Navy worried about submarine force depletion
The Indian Navy is viewing with concern the likely depletion of the strength of its submarine fleet, in the event of any further delays in beginning the construction of a second line of submarines. This would compound the already delayed acquisition of boats due to the hold-ups in the construction of the first of its six Scorpene submarines.
The navy’s submarine strength is projected to fall by 30 per cent in 2015 and 50 per cent in 2020, at the current pace of the acquisition process.
The Defense Acquisition Council (DAC), which met on Tuesday to discuss the issue of identification of shipyards for the purpose of building the second line of submarines, failed to reach a decision and has delayed the initiation of a process that is anyhow tedious and complicated.
The navy currently operates 16 submarines, of which two are Foxtrot class boats, acquired in 1967 and described by one defense ministry source as ‘museums’. “We’ve already operated these two boats for two and a half times their scheduled lives,” he said, hoping for a decision from the DAC that would prevent further delays in submarine construction.
India has a 30-year plan for acquiring 24 submarines, which was approved by the Cabinet Committee on Security in 1999. The acquisition was divided into three batches, with six Scorpene submarines to be acquired under Project 75, six more submarines with, as yet, undefined specifications to be built under Project 75 (India) and the remaining 12 to be constructed indigenously, under the presumption that by the time construction were to begin on the last batch, India would have acquired the expertise and technology to build the submarines independently.
Although the construction of the six Scorpene submarines was planned for the period 2000-2012, the first of the lot is yet to be completed and has been delayed by around two years.
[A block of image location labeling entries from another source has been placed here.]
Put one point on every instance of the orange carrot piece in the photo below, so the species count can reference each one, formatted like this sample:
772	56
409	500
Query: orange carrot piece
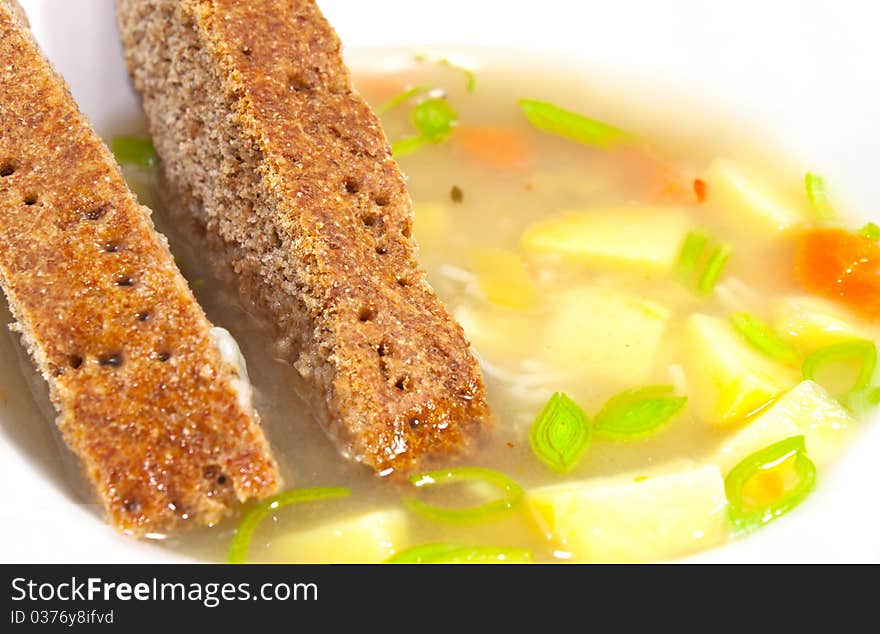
842	266
700	189
506	148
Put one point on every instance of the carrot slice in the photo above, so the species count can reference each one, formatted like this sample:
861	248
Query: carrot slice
506	148
840	265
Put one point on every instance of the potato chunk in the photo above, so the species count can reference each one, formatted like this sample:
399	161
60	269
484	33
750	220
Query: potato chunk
606	333
634	518
747	204
810	323
728	380
645	239
806	410
368	538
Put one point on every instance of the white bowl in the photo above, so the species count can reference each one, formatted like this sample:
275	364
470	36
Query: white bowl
804	70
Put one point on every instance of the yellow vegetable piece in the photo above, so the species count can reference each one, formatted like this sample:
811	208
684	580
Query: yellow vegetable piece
605	334
768	485
634	518
806	410
728	380
747	204
646	239
503	278
368	538
810	323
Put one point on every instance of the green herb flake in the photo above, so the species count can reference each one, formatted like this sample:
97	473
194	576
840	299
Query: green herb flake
435	119
135	151
691	254
761	337
549	118
871	231
747	513
817	194
407	145
862	352
470	77
560	434
441	553
701	261
403	97
714	267
511	494
241	541
637	413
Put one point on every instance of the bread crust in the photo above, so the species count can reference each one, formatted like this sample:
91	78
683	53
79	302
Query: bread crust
143	397
281	164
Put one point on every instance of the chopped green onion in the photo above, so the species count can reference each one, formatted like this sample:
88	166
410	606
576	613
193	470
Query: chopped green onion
434	119
455	554
691	252
134	150
714	266
870	231
555	120
407	145
471	78
862	351
241	541
818	197
402	97
747	514
695	267
638	412
761	337
560	434
512	494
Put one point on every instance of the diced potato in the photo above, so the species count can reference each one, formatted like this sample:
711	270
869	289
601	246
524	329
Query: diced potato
634	518
431	222
368	538
503	278
645	239
606	333
810	323
807	409
498	332
727	379
746	203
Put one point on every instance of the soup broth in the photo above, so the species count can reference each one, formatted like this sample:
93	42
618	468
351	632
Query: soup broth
565	263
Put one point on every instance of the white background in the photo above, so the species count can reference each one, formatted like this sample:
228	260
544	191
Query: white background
806	70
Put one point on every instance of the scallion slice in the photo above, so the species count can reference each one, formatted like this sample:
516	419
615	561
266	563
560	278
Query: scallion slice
402	97
455	554
818	197
690	256
637	413
134	150
512	494
407	145
553	119
769	483
761	337
241	541
470	77
714	267
560	434
434	119
862	351
701	261
871	231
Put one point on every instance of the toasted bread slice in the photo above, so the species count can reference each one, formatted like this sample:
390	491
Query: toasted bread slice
143	395
284	168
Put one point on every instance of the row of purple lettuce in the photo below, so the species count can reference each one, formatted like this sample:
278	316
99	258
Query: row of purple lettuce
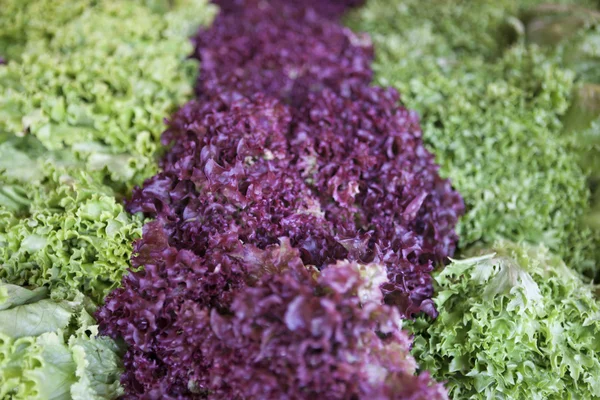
287	185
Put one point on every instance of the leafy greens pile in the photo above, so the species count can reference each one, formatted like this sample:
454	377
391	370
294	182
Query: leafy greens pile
287	165
492	114
516	323
283	237
81	97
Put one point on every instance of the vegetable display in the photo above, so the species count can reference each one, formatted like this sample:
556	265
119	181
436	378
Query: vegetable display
299	199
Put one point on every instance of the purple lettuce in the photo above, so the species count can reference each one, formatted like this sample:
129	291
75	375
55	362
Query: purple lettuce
289	333
347	178
280	50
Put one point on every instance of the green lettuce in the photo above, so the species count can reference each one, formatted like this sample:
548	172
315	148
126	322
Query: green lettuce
101	87
81	112
492	107
59	227
514	323
49	350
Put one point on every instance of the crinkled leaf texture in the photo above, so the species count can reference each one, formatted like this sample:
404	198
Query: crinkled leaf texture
97	78
247	323
492	116
514	323
49	349
59	227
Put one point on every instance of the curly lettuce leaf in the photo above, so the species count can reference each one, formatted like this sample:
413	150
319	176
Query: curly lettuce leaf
514	323
49	349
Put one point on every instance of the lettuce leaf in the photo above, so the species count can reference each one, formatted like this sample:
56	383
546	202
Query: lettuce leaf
49	349
515	322
492	109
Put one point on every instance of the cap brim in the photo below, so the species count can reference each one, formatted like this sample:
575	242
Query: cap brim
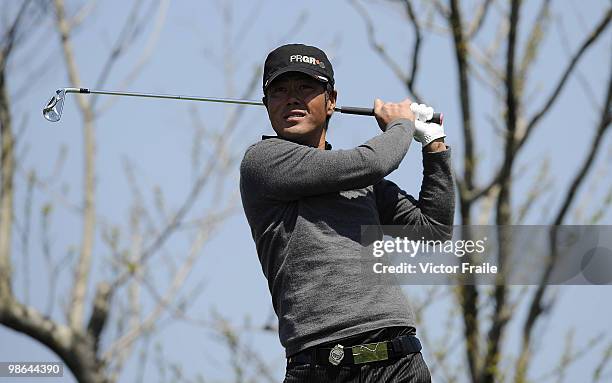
307	71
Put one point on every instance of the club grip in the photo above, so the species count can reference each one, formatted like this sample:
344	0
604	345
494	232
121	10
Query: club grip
437	118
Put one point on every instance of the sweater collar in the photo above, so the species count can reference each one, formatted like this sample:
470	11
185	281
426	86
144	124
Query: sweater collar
264	137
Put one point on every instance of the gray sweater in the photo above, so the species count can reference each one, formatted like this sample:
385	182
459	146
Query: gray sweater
305	207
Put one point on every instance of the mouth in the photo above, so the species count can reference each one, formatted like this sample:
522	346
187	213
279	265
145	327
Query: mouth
294	115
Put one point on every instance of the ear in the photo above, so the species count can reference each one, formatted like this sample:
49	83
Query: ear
331	102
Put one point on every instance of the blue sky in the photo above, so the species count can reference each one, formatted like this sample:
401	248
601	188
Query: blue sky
157	137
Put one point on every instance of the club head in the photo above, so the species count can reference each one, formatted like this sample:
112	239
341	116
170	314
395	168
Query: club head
53	110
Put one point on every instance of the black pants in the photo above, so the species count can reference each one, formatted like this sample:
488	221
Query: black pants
408	369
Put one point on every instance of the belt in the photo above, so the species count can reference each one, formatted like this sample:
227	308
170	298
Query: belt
359	354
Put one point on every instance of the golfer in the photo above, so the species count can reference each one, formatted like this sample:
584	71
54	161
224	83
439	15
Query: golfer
306	203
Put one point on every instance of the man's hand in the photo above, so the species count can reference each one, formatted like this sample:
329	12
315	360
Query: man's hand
425	132
386	112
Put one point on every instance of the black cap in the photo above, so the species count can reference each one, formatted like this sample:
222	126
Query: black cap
298	58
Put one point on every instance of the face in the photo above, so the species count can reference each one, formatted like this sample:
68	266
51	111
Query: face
297	107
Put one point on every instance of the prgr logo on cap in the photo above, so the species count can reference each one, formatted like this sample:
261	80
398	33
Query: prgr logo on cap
307	60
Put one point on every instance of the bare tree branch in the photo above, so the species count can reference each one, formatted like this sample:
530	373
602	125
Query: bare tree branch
481	15
593	36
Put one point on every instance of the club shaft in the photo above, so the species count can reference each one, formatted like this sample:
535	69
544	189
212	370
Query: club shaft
164	96
343	109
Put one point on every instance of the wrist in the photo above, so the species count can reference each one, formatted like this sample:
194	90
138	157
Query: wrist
434	146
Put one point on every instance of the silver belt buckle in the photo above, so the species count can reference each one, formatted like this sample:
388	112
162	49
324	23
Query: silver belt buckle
336	354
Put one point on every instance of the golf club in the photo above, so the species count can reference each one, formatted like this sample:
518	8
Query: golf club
53	109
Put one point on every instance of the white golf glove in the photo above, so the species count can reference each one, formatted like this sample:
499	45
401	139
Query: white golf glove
425	132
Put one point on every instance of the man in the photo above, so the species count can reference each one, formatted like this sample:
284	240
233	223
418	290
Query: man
306	204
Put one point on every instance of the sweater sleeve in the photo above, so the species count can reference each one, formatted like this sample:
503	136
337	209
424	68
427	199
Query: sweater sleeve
433	213
283	170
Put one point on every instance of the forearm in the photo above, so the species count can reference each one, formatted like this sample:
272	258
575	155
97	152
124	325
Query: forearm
437	196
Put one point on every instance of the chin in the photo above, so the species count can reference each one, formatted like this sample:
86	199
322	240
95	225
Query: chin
296	131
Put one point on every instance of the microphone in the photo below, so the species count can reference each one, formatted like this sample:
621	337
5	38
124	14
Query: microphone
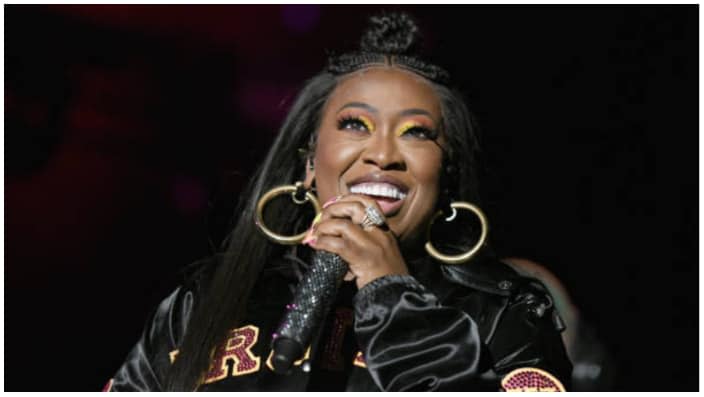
310	305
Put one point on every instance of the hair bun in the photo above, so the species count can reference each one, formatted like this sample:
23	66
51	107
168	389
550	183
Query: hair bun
394	33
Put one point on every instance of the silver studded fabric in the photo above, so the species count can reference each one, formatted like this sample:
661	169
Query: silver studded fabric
312	300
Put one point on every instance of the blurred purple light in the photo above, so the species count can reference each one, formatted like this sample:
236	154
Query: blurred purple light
300	18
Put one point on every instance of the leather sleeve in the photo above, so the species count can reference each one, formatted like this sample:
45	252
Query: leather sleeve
411	341
528	336
146	364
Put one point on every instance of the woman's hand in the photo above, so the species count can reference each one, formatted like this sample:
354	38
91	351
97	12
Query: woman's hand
371	252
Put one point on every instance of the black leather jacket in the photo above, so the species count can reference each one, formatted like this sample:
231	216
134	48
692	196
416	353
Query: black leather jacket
446	328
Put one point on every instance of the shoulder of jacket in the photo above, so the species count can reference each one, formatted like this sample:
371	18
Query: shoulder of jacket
488	275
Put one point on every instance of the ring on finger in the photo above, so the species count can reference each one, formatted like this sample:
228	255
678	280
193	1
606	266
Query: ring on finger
372	217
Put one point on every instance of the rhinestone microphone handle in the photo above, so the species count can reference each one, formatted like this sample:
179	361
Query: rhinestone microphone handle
310	305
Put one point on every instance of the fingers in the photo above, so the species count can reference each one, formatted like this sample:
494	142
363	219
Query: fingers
352	206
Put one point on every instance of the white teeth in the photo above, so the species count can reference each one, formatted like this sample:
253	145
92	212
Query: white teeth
378	189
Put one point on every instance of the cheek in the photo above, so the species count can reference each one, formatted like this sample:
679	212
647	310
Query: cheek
426	171
332	158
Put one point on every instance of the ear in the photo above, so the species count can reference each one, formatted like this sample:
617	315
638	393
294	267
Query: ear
310	173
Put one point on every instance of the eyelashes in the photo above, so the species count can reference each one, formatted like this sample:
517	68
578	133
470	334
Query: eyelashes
354	123
414	129
408	129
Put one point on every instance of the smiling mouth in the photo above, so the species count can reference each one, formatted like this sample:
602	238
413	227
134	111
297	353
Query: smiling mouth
389	197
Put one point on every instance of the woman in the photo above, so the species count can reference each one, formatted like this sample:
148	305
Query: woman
385	144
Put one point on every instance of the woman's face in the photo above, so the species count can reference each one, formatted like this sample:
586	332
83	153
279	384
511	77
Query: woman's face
379	136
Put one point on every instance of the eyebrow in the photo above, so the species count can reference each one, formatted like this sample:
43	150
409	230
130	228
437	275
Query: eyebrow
359	105
372	109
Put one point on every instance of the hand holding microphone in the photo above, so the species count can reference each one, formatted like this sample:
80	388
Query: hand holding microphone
368	252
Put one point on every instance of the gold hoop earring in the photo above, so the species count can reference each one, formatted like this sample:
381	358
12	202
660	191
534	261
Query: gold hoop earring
466	256
295	191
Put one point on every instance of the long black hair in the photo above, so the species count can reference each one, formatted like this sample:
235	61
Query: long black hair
390	40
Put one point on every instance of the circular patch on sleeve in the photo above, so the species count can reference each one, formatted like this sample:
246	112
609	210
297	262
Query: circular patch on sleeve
530	379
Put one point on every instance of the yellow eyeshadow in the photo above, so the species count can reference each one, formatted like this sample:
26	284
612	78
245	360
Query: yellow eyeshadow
367	122
406	126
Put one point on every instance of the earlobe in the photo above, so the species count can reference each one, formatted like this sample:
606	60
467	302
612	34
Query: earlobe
310	173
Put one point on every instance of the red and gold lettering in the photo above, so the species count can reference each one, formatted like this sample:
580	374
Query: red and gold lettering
172	356
359	360
332	353
237	348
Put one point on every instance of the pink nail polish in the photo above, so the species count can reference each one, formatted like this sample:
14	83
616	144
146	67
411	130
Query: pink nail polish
332	200
309	237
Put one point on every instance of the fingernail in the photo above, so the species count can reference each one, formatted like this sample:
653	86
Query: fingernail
316	220
309	240
332	200
309	236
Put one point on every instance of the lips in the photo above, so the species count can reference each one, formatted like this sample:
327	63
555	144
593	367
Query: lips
387	191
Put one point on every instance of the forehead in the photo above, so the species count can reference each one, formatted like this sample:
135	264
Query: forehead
388	89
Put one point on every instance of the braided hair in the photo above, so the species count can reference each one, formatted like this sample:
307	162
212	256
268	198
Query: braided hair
390	40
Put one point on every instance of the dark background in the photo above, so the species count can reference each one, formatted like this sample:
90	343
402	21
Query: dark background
130	129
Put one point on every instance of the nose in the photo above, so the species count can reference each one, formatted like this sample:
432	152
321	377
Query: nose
384	153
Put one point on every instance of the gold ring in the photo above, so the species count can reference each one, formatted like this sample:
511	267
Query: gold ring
464	257
259	219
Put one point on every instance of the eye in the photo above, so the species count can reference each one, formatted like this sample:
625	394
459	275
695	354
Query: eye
420	133
352	123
According to current projections, the six boats will not be completed before 2017. “There’s already a delay of ten years. At the current state of affairs, there will be an amplified gap between the required and available fleet strength,” said the source, adding, “Even if the process is initiated now, it could still be a couple of years or more before construction actually begins. That’s why its critical to decide this issue.”
This delay notwithstanding, the navy would like the government to initiate work on Project 75 (India) by identifying shipyards for the construction of the next batch of six submarines. Once the shipyard is identified, the navy will then provide its requirements of the planned vessels after which, the onus will be on the shipyard to search for and tie-up with foreign or domestic collaborators, who can provide the expertise and technology in the construction of the submarines.
The shipyards under consideration are likely to include Mazagaon Docks Limited, Mumbai, Garden Reach Shipbuilders, Kolkata, Hindustan Shipyard Limited in Visakhapatnam, and Cochin Shipyard Limited in Cochin. Larsen and Toubro’s Ennore shipyard near Chennai could also figure as a contender.
The designated shipyard would need to have the infrastructure and expertise to handle such a task, which may require additional investment and time. Of the above, Mazagaon Docks Limited and Hindustan Shipyard Limited are seen as being the stronger players in this regard. But the former is perceived as having its hands full, with the construction of the Scorpenes taking place there.
The navy’s strength of 130 vessels is already under the sanctioned number of 140. Of the 16 submarines, two are Foxtrot class, four HDW submarines and 10 Kilo class boats. The navy has called the present induction rate of three to four vessels ‘inadequate for maintaining (our) present force levels’, according to a statement made earlier this month.